マーティン・ブース『暗闇の蝶』(新潮文庫)を読む。

原題は『A Very Private Gentleman』。今年出た本だが、もともとは1995年に『影なき紳士』の邦題で出版され、その新訳。と同時に、さきごろ公開のジョージ・クルーニー主演の映画『ラスト・ターゲット』の原作である。

すでに映画で見ているだけに興味深く読んだ。というより、映画と比較しながら読めたのがおもしろかった。ふつう、こうしたミステリーっぽい話は、先に結末がわかっちゃうと興味をそがれるものだが、映画は映画でおもしろく、小説は小説でおもしろかった。

小説の方のあらすじはというと──。

話は主人公のモノローグで進んでいく。イタリアの山奥、小さな町に「私」は移り住んだ。表向きは蝶を描く画家、地元の人にはミスター・バタフライと呼ばれている。しかし、実際は闇の世界の罪人。世界中を転々とし、1カ所に留まることはない。とはいえ、そろそろ潮時だ。あと1回だけ仕事を受けて、この町に落ち着こう。そんな折、謎の男が「私」を追い始める。いったい誰が、何の目的で? 幻の名作、美しきミステリの新訳。

映画ではカメラマンと偽っていたが、原作では画家。映画では本業はスナイパーだったが、原作では狙撃用の特注の銃を作る職人。
ミステリーといいながら、ハデなアクションやサスペンスはほとんどない。むしろ、主人公がイタリアの田舎町の風景を語り、ワインや銃、国民性の違いなどについてウンチクを傾け、ちょっぴり思索的で哲学的であったりもする。
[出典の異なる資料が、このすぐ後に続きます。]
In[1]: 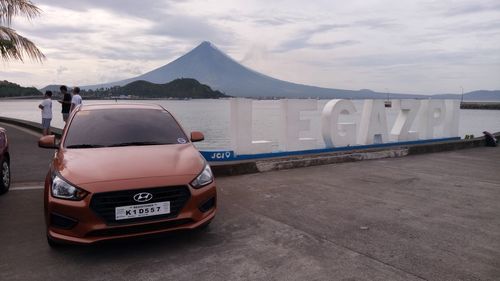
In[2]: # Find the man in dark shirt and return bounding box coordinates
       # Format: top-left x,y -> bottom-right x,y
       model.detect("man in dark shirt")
58,85 -> 72,123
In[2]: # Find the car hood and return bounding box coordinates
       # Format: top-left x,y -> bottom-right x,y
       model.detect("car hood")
55,144 -> 204,186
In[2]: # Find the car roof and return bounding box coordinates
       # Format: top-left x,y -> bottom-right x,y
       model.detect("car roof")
78,103 -> 165,111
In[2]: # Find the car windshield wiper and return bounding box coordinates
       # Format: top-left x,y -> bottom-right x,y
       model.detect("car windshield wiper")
107,141 -> 171,147
66,144 -> 106,149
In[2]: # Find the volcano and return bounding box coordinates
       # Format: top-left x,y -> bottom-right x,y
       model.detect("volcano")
81,41 -> 406,99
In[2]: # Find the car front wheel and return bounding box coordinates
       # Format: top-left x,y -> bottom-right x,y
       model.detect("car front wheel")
0,159 -> 10,194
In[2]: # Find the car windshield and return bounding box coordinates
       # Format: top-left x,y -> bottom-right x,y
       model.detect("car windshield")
64,108 -> 188,148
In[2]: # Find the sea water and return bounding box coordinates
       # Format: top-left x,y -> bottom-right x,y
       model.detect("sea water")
1,99 -> 499,150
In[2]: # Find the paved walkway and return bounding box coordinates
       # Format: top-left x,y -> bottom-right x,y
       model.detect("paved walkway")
0,124 -> 499,281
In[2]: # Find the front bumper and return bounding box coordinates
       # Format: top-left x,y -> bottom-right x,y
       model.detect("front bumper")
45,182 -> 216,244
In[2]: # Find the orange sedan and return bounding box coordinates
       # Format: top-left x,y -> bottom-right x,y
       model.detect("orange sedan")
39,104 -> 216,246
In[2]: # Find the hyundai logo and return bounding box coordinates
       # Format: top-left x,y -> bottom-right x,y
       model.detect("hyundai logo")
133,192 -> 153,203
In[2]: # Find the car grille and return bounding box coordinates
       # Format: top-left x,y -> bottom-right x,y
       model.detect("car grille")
90,185 -> 191,225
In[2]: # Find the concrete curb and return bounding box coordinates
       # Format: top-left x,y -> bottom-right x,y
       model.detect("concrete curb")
407,137 -> 493,154
255,148 -> 409,172
211,135 -> 499,176
1,116 -> 498,177
211,148 -> 407,176
210,147 -> 410,176
0,116 -> 63,137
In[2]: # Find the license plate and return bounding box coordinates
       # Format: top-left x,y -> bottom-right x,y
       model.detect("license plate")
115,201 -> 170,220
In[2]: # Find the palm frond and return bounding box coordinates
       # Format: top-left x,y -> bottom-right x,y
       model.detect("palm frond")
0,0 -> 41,25
0,26 -> 44,62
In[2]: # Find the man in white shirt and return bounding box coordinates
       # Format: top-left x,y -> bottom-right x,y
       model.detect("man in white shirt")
38,91 -> 53,136
70,86 -> 82,112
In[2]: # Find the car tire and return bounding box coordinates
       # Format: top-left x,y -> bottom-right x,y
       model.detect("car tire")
0,159 -> 10,194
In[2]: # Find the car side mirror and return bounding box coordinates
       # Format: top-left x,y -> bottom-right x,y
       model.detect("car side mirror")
38,135 -> 58,149
190,131 -> 204,142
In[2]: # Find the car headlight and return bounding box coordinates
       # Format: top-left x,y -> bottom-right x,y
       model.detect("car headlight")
52,175 -> 88,200
190,163 -> 214,188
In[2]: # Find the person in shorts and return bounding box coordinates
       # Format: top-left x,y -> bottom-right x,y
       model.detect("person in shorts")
70,86 -> 82,112
38,91 -> 53,136
58,85 -> 72,123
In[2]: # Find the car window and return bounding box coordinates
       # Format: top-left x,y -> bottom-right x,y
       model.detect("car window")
64,108 -> 188,148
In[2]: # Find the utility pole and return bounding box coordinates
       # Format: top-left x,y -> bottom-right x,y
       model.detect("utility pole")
460,86 -> 464,103
384,88 -> 391,107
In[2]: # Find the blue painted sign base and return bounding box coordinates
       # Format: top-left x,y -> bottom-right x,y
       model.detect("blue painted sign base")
200,137 -> 461,162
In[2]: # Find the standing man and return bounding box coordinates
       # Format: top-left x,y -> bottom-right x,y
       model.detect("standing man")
38,91 -> 53,136
70,86 -> 82,112
58,85 -> 72,123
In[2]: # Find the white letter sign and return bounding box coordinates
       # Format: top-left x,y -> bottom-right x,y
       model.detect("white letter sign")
418,100 -> 446,139
390,99 -> 420,141
443,100 -> 460,137
230,98 -> 272,155
279,99 -> 317,151
321,99 -> 357,147
226,98 -> 460,155
358,100 -> 389,145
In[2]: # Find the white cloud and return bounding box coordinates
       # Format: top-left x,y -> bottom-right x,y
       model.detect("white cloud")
2,0 -> 499,94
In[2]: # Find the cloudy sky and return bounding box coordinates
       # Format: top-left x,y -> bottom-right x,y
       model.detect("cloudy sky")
1,0 -> 500,94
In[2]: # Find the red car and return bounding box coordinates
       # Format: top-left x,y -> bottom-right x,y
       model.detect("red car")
0,127 -> 10,194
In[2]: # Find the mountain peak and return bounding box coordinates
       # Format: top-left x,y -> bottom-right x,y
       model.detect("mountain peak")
188,41 -> 226,57
187,40 -> 234,62
196,41 -> 216,50
199,41 -> 212,46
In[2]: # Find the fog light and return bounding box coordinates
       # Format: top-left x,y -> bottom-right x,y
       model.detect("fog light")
199,197 -> 216,213
50,213 -> 78,229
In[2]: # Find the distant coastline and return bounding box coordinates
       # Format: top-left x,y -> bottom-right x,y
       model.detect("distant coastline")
1,78 -> 229,100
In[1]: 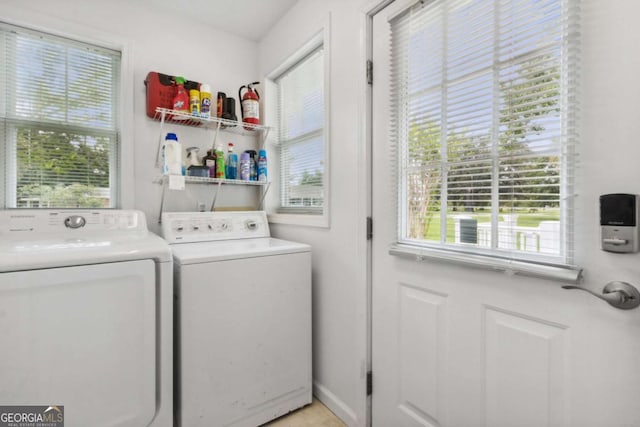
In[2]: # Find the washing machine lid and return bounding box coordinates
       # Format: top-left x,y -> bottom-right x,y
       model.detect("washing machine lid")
171,237 -> 310,265
0,210 -> 172,272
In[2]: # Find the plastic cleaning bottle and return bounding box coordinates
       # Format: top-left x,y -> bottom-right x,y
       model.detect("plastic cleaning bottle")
217,92 -> 226,118
215,145 -> 226,179
199,84 -> 212,119
245,150 -> 258,181
189,89 -> 200,116
172,76 -> 190,119
162,133 -> 182,175
226,143 -> 238,179
257,149 -> 267,182
239,152 -> 251,181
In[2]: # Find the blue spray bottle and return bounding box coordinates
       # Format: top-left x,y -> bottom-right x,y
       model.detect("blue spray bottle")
257,149 -> 267,182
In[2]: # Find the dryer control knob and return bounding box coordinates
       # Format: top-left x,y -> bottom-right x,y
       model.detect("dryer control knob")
65,215 -> 86,229
245,220 -> 257,230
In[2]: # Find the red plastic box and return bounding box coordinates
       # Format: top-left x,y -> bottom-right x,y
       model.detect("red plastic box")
144,71 -> 201,119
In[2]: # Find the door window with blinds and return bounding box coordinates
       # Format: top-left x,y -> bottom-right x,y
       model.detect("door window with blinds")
390,0 -> 579,265
275,47 -> 325,214
0,23 -> 120,209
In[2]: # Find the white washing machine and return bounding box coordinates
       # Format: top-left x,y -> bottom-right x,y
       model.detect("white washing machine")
0,210 -> 173,427
161,211 -> 312,427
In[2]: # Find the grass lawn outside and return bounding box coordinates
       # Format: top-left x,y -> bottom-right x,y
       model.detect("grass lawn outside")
421,209 -> 560,242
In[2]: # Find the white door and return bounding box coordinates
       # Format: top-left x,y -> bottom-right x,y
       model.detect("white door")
0,260 -> 157,427
371,1 -> 640,427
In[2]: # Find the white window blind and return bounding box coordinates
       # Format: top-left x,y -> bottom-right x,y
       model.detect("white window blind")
276,47 -> 325,214
0,22 -> 121,209
390,0 -> 579,266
日本人の感性とはまた違った作者の感じ方や考え方が作品に投影していて、興味が尽きない。

小説のテーマの1つは、異邦人と田舎町の人々との出会いと交流でもある。
映画ではジョージ・クルーニーアメリカ人という設定(タイトルも『The American』)だったが、小説ではイギリス人。
異邦人が見知らぬ土地にやってきたとき、仲良くなれるのはどこも酒場であるようで、小説でも、バールと呼ばれる居酒屋(というかコーヒーも飲めるたまり場)での土地の人々との交流が楽しく読めた。
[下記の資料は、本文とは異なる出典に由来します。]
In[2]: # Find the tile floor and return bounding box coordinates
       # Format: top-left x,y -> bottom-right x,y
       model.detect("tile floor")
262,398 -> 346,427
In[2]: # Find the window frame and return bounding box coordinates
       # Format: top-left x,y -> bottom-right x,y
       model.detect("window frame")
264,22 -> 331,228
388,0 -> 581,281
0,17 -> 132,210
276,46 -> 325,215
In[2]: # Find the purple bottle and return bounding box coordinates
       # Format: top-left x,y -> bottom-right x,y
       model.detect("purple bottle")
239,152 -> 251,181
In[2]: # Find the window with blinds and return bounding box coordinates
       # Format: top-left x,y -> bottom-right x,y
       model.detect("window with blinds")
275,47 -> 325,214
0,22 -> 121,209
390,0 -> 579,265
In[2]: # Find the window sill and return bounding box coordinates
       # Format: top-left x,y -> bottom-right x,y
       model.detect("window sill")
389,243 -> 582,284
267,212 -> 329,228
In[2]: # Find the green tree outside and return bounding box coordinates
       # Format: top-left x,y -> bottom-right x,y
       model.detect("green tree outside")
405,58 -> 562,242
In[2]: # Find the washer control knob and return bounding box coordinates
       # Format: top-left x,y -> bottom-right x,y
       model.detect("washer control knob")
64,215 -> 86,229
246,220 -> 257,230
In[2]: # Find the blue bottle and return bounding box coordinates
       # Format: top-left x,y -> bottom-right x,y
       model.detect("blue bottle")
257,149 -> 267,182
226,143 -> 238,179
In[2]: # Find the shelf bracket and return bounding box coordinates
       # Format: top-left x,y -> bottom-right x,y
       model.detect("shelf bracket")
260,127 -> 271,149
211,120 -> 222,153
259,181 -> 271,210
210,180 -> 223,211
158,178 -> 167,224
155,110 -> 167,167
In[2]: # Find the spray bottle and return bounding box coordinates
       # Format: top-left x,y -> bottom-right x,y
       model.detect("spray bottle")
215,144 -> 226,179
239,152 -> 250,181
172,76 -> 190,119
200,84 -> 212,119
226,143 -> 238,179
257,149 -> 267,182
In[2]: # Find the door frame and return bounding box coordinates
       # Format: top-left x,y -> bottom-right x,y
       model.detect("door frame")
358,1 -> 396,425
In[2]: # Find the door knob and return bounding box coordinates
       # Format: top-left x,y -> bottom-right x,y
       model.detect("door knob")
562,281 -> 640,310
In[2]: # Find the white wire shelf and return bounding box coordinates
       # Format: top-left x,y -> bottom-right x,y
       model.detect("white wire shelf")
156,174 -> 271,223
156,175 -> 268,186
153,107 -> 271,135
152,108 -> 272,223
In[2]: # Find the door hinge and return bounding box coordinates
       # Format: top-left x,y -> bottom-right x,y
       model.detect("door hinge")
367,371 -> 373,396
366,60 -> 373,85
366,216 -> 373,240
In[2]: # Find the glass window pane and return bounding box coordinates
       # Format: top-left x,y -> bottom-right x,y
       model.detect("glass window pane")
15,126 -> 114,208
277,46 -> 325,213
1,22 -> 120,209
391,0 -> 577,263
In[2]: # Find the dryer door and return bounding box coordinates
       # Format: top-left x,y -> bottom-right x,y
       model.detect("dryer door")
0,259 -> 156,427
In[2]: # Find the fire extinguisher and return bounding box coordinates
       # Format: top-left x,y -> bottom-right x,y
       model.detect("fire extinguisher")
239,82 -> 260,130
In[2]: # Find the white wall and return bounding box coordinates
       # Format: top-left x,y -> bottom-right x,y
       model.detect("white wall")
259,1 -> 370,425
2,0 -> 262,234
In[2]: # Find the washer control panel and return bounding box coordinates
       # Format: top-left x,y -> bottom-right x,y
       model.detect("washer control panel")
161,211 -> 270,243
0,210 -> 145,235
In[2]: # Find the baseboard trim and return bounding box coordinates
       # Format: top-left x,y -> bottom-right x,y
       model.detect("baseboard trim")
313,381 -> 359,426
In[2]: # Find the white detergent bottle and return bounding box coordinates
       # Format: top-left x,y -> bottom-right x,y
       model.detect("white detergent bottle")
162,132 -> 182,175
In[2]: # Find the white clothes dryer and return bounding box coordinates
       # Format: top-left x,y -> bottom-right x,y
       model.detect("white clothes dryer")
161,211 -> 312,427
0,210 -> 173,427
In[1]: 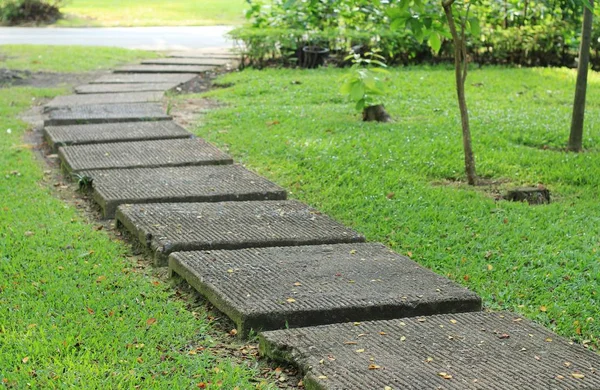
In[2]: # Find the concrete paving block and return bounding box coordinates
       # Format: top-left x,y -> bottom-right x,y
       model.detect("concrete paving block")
44,121 -> 191,152
168,50 -> 238,59
44,103 -> 170,126
75,83 -> 179,94
260,312 -> 600,390
44,92 -> 164,111
169,243 -> 482,335
141,58 -> 233,66
91,73 -> 198,84
114,65 -> 215,74
59,138 -> 232,174
116,200 -> 364,266
90,165 -> 285,219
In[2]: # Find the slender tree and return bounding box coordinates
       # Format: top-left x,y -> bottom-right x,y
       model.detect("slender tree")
443,0 -> 477,185
568,0 -> 594,152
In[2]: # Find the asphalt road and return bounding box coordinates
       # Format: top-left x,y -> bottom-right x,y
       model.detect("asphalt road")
0,26 -> 234,50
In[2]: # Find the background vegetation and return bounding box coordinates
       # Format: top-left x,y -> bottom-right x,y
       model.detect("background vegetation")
232,0 -> 600,68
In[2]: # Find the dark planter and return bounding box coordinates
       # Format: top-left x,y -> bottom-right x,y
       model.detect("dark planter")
301,46 -> 330,68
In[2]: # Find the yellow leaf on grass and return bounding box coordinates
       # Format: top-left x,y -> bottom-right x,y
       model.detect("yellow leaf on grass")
22,357 -> 29,363
146,318 -> 157,326
487,264 -> 493,271
96,275 -> 106,283
540,306 -> 547,312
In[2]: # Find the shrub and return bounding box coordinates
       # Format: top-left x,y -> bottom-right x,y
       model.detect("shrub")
0,0 -> 63,25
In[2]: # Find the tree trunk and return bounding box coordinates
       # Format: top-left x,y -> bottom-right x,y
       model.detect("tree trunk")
362,104 -> 392,122
568,0 -> 594,152
443,1 -> 477,185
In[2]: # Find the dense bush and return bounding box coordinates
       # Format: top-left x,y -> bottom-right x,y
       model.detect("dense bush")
232,0 -> 600,68
0,0 -> 63,25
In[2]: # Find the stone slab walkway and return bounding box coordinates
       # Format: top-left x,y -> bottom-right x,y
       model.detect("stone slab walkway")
45,102 -> 170,126
44,121 -> 191,152
44,91 -> 164,110
169,243 -> 481,335
87,165 -> 286,219
91,73 -> 198,84
59,138 -> 232,173
75,83 -> 180,94
39,49 -> 599,389
142,58 -> 233,66
116,201 -> 365,266
114,64 -> 215,74
260,312 -> 600,389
そういえば、このブログの筆者である私も、知らない土地で人と親しくなった場所はやはり居酒屋だった。
今でも忘れられないのは、沖縄に仕事で行ったときのこと。那覇で何日かすごし、仕事を終えた日の夜、どこか飲み屋はないかと歩いていて、たまたま入ったヒージャー(ヤギ肉)料理の店で、偶然居合わせた3人の常連客と親しくなった。アルコールは人の警戒心を溶かしてしまうのだろう。互いに身の上話を始めたり、飲み進むうち話がはずんで、夜中になって、酔っぱらった私は店にいただれかの車で宿まで送ってもらった。翌日は東京に帰る日だった。
それから1年、あるいは何年かして、ふたたび那覇を訪れた。あの店が忘れられなくて、再訪しようとしたがいくら探しても見つからない。ヒージャー料理の店があったので勇んで入ったが違う店だった。仲良くなった3人の常連客も、ヒージャーづくりを見せてくれるというのでキッチンの中まで案内してくれた店の人も、いや店そのものが、今は幻だ。

話は戻るが、作者のマーティン・ブースは今はこの世にいない。
1944年英国ランカシャー生れ。少年期を香港ですごす。小説のほかテレビや映画の脚本を手がけ、詩人、書評家、伝記作家、児童書作家、社会史研究家でもあったというが2004年、英国デヴォンにて死去。

一気読みしてしまったが、主人公の末路というか最後のシーンは、小説より映画の方が断然よかった。